急性上気道炎(風邪)診療における "NUTS and BOLTS"

・急性上気道炎は診断できない
・急性上気道炎に効く薬はない
・急性上気道炎で死ぬことがある

1. 急性上気道炎は診断できない

 総合診療科を中心とした草の根活動もあり、急性上気道炎(ここでは急性上気道炎のことを "風邪" と呼ぶことにする)の診療が見直されてきている。そのおかげで、「風邪の診断なんて楽勝だぜ!」と思っているようなレジデントは、最近減ってきたように思う。何を隠そう、初見でその患者が風邪であるかどうかを判断するのは、難しいどころか、そもそも不可能なのである。漫画「ブラックジャックによろしく」小児科編で、研修医である主人公が乳児の母親に向かって「(お宅のお子さんは)本当にただの風邪ですから」と説明しているシーンがあるのだが、あれは小児科医が親に言ってはいけないセリフ百選のひとつである。これは、「風邪だと思って甘く見ていると診断を間違えることがあるぞ」とか、「風邪の合併症には重篤なものもあるんだぞ」とか、そういう含蓄めいたことを言いたいわけではなく、そのままの意味でそうなのである。
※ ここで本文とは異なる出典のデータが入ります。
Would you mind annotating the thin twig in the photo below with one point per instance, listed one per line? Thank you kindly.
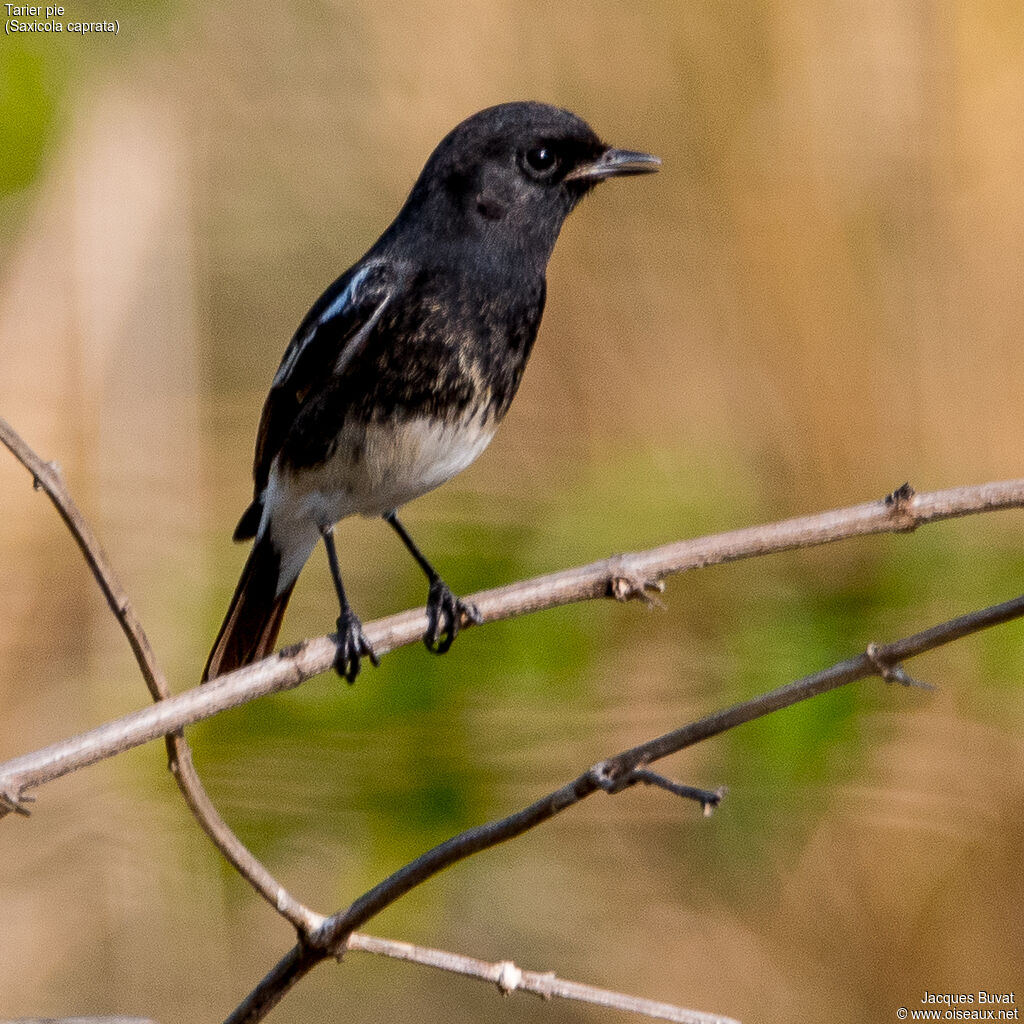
(180, 763)
(620, 577)
(610, 775)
なぜなら、風邪の症状というのはあくまで初期症状であり、その後、風邪のまま終わるのか、中耳炎となるか、はたまた肺炎となるかは、誰も予想できないからだ。つまり、患者が治ってから「風邪でしたね」ということはできても、初見から「風邪ですね」ということはできないのである。初見で360度どこから見ても完璧な風邪症状であったとしても、次に受診したときには肺炎になっているかもしれない。すると、「風邪ですね」と言われていた保護者は「風邪だって言ったじゃないですか!」と怒るわけである。このことに対して「患者は風邪のことをわかっていない」と宣う傲慢な医師が非常に多いように感じるのだが、風邪だと言われたのに風邪ではなくなったのだから、保護者が怒るのは当たり前だ。最初から医師が「風邪ですね」ではなく、「風邪だと思います」と言っていればよかったのだ。

 風邪には治療法がなく、ほとんどが勝手に治るので、風邪診療における小児科医の仕事は、どうやって保護者に風邪のことをうまくわかってもらえるかだと言っていい。これを言い換えれば、どううまく説明すれば風邪の合併症を発症しても保護者に怒られないで済むかということでもある(風邪の合併症なんてぼくらの努力で防げるものではないのだ)。それには、まず僕らが風邪の自然経過を熟知し、保護者に丁寧に説明する必要がある。「風邪はまず、喉の痛みや違和感から症状が出始めて、続いて鼻症状、咳が出現します。咳は他の症状が収まってからも1-2週間は続くことが多いです [1]。大人と違ってこどもは熱が出やすいですが、通常、発熱は3日以内に治まります [2]」。これらを丁寧に説明した上で、この自然経過から外れるようならば、合併症が起こっている可能性があるので受診するよう伝えればいい。「たぶんお宅のお子さんはこういう経過を辿る」という部分を自信をもってプレゼンすることがコツで、僕の場合は、そのコースを外れるかどうかは神のみぞ知る、くらいのテンションで説明してしまっている(実際、そうだし)。このように説明すると、その後、患者が無事に改善したとしても、合併症を発症して再受診したとしても、「先生の言った通りでした」となるわけだ。なんだか詐欺師の手口のような感じもするが、丁寧に正しいことを説明した結果なのだから、まあ、これでいいのである。自分を含めてみんながハッピーになるように、小児科医は話術を磨くのだ。

[1] Lopez SMC, Williams JV. The Common Cold. Nelson Textbook of Pediatrics. 21st ed. Philadelphia PA: W.B. Saunders; 2000.
[2] Hendley JO. Epidemiology, pathogenesis, and treatment of the common cold. Semin Pediatr Infect Dis.1998;9:50–5.